A prisoner may bring no § 1983 action until he has exhausted such administrative remedies as are available to him. 42 U.S.C. § 1997e(a). The requirement is mandatory. Booth v. Churner, 532 U.S. 731, 741 (2001). By signing an amended complaint plaintiff certifies his claims are warranted by existing law, including the law that he exhaust administrative remedies, and that for violation of this rule plaintiff risks dismissal of his entire action, including his claims against Sahota, Venderstyme, Suarto, and Jaffe.

III. Motion for Appointment of Counsel

Plaintiff has requested that the court appoint counsel. District courts lack authority to require counsel to represent indigent prisoners in section 1983 cases. Mallard v. United States Dist. Court, 490 U.S. 296, 298 (1989). In exceptional circumstances, the court may request counsel voluntarily to represent such a plaintiff. 28 U.S.C. § 1915(e)(1); Terrell v. Brewer, 935 F.2d 1015, 1017 (9th Cir. 1991); Wood v. Housewright, 900 F.2d 1332, 1335-36 (9th Cir. 1990). The court finds that there are no exceptional circumstances in this case. Plaintiff's motion for appointment of counsel is denied.

IV. Motions for Change of Venue

Plaintiff requests that his case be transferred back to the District of Columbia where he filed it. As the District of Columbia court wrote in its order transferring the case to this court, because none of the alleged events forming the basis of this complaint occurred in the District of Columbia and the named defendants are located in California, venue is not proper in the District of Columbia. Plaintiff's requests are denied.

Accordingly, it is hereby ORDERED that:

1. Plaintiff's request to proceed in forma pauperis is granted.

2. Plaintiff shall pay the statutory filing fee of $350 for this action. All payments shall be collected and paid in accordance with the notice to the Director of the California Department of Corrections and Rehabilitation filed concurrently herewith.

3. Claims against defendants Thompson, Nagalama and Vasquez are dismissed with leave to amend.
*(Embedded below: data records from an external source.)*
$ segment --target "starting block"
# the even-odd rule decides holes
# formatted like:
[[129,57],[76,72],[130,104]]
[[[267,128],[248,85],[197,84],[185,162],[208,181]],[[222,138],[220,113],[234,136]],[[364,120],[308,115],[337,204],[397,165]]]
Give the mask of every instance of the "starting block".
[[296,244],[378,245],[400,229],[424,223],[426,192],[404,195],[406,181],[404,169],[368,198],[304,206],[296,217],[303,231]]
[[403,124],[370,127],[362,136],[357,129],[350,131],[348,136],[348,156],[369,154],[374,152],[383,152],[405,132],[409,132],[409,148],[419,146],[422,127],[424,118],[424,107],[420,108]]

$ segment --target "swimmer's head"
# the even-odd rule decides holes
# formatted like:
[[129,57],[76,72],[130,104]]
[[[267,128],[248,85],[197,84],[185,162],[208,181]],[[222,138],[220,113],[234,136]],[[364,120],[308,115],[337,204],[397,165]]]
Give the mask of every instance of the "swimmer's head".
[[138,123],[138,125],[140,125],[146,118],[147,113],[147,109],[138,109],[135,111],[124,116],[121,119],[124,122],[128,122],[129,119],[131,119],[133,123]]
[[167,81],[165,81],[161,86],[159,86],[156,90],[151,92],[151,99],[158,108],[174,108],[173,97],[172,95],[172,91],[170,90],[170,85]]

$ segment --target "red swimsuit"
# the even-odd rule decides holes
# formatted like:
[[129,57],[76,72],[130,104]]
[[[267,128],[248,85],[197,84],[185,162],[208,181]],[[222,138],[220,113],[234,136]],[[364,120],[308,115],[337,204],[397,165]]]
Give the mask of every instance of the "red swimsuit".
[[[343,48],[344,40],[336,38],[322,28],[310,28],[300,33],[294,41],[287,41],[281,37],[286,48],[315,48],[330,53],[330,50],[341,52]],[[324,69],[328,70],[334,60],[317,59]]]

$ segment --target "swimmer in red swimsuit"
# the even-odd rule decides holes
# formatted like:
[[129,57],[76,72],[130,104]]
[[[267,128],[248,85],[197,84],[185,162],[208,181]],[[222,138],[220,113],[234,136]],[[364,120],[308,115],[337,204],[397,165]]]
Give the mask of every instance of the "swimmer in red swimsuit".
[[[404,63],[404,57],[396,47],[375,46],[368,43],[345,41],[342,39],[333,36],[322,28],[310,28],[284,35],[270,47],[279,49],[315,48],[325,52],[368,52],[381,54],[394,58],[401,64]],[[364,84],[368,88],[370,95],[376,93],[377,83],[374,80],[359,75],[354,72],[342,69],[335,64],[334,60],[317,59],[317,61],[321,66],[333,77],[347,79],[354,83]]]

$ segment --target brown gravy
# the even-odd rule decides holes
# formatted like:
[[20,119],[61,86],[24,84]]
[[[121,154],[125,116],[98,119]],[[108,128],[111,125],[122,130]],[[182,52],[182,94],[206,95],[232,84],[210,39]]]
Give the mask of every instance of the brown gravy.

Within 30 days of service of this order, plaintiff may amend his complaint to attempt to state cognizable claims against these defendants. Plaintiff is not obligated to amend his complaint.
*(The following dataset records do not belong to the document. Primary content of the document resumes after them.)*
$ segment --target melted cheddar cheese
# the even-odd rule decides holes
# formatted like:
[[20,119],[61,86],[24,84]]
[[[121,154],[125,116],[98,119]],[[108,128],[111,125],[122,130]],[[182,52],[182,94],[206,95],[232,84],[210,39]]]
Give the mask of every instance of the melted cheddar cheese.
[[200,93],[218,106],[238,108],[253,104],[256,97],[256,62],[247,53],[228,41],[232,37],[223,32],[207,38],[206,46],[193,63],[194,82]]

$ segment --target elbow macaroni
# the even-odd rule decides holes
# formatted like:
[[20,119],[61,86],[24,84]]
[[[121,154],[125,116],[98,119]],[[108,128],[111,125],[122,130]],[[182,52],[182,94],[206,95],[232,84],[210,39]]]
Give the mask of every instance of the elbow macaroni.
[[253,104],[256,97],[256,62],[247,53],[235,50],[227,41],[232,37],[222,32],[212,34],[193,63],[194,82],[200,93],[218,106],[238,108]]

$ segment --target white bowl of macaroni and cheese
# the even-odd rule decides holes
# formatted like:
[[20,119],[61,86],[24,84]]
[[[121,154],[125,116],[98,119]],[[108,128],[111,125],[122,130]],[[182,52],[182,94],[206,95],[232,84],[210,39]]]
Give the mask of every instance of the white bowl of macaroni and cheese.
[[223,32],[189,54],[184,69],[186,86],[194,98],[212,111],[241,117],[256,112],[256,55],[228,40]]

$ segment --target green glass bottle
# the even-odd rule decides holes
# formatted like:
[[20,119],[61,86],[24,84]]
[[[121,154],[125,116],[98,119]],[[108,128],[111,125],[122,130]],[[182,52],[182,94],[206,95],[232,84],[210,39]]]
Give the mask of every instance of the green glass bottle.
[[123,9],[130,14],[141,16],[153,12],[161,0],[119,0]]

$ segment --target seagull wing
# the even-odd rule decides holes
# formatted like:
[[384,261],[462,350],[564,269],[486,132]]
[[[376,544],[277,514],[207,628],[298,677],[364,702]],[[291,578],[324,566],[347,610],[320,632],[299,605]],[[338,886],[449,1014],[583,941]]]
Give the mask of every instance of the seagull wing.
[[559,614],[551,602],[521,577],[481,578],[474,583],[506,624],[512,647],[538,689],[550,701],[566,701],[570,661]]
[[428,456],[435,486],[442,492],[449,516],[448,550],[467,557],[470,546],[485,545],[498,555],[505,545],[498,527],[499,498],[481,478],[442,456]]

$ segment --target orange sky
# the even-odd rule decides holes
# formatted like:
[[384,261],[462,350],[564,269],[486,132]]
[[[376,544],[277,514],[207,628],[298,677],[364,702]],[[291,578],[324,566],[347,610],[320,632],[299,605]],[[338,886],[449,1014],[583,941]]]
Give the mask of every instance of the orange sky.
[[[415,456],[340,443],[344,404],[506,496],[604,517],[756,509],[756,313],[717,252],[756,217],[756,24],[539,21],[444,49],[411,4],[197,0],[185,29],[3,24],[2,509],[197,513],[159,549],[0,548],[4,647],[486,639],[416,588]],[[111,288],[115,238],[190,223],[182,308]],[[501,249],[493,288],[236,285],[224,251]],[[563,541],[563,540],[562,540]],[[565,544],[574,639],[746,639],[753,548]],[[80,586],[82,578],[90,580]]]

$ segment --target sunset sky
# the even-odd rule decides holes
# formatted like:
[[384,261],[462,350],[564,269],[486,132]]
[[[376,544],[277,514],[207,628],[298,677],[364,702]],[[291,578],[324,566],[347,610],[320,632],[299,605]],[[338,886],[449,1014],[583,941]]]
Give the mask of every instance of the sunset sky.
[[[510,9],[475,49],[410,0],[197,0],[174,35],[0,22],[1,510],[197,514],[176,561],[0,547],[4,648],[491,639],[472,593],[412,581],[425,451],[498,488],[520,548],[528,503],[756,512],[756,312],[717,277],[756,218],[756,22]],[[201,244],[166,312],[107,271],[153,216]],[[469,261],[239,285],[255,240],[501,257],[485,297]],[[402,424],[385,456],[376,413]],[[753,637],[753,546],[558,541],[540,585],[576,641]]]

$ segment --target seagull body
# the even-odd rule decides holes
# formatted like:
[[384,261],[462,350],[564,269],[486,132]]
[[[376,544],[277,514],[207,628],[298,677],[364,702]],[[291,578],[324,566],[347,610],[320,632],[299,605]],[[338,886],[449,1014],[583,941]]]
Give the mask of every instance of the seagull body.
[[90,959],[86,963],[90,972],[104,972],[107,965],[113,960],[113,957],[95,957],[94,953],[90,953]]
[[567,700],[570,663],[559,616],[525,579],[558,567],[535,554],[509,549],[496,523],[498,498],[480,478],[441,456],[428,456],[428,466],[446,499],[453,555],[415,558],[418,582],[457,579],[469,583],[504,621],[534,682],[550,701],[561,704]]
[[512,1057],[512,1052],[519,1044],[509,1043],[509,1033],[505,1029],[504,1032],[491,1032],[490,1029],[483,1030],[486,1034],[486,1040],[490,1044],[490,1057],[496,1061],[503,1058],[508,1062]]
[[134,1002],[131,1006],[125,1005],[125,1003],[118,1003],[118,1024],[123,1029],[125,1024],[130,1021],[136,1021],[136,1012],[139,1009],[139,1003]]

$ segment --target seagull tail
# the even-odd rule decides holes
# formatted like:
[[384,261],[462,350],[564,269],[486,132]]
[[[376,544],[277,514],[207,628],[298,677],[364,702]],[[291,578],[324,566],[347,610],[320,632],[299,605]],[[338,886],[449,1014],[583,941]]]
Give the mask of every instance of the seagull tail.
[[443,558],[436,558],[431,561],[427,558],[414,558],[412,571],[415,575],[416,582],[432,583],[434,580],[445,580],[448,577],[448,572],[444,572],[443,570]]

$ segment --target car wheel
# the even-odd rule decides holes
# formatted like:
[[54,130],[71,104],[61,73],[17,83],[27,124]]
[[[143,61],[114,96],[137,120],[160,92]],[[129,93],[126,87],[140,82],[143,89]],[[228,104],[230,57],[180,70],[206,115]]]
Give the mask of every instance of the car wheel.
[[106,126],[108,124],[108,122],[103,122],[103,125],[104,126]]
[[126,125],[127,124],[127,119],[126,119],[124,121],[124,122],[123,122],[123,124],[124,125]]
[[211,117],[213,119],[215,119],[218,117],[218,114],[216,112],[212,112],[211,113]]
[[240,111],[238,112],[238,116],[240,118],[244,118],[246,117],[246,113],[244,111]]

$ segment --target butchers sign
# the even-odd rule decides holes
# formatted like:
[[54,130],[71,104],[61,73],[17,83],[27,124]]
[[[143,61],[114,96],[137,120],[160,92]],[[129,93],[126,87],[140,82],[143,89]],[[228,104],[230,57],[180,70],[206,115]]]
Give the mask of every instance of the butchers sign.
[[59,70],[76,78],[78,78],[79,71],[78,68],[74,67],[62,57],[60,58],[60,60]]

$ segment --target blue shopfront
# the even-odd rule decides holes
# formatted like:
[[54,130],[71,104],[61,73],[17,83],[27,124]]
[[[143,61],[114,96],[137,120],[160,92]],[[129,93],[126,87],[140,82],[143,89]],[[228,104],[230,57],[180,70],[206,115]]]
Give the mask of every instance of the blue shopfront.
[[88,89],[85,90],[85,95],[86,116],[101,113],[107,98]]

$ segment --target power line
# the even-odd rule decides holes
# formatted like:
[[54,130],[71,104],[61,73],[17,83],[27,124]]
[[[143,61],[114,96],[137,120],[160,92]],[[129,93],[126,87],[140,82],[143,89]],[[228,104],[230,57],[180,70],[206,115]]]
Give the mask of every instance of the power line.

4. The allegations in the pleading are sufficient at least to state cognizable claims against defendants Sahota, Venderstyme, Suarto, and Jaffe. See 28 U.S.C. § 1915A. With this order the Clerk of the Court shall provide to plaintiff a blank summons, a copy of the complaint filed February 9, 2011, four USM-285 forms and instructions for service of process on defendants Sahota, Venderstyme, Suarto, and Jaffe. Within 30 days of service of this order plaintiff may return the attached Notice of Submission of Documents with the completed summons, the completed USM-285 forms, and five copies of the February 9, 2011 complaint. The court will transmit them to the United States Marshal for service of process pursuant to Rule 4 of the Federal Rules of Civil Procedure. Defendants Sahota, Venderstyme, Suarto, and Jaffe will be required to respond to plaintiff's allegations within the deadlines stated in Rule 12(a)(1) of the Federal Rules of Civil Procedure. In this event, the court will construe plaintiff's election to proceed forthwith as consent to an order dismissing his defective claims against defendants Thompson, Nagalama and Vasquez without prejudice.

5. Plaintiff's motions for a change of venue are denied.

6. Plaintiff's motion to appoint counsel is denied.

7. Failure to comply with this order will result in a recommendation that this action be dismissed.


A. JONES, Plaintiff, v. SAHOTA, et al., Defendants.

No. CIV S-10-0326 MCE EFB


In accordance with the court's order filed ______________________, plaintiff hereby elects to:

(1) ______ consent to the dismissal of defendants Thompson, Nagalama and Vasquez without prejudice, and submits the following documents:

1 completed summons form

4 completed forms USM-285

5 copies of the February 9, 2011 first amended complaint OR

(2) ______ delay serving any defendant and files a second amended complaint in an attempt to state cognizable claims against defendants Thompson, Nagalama and Vasquez.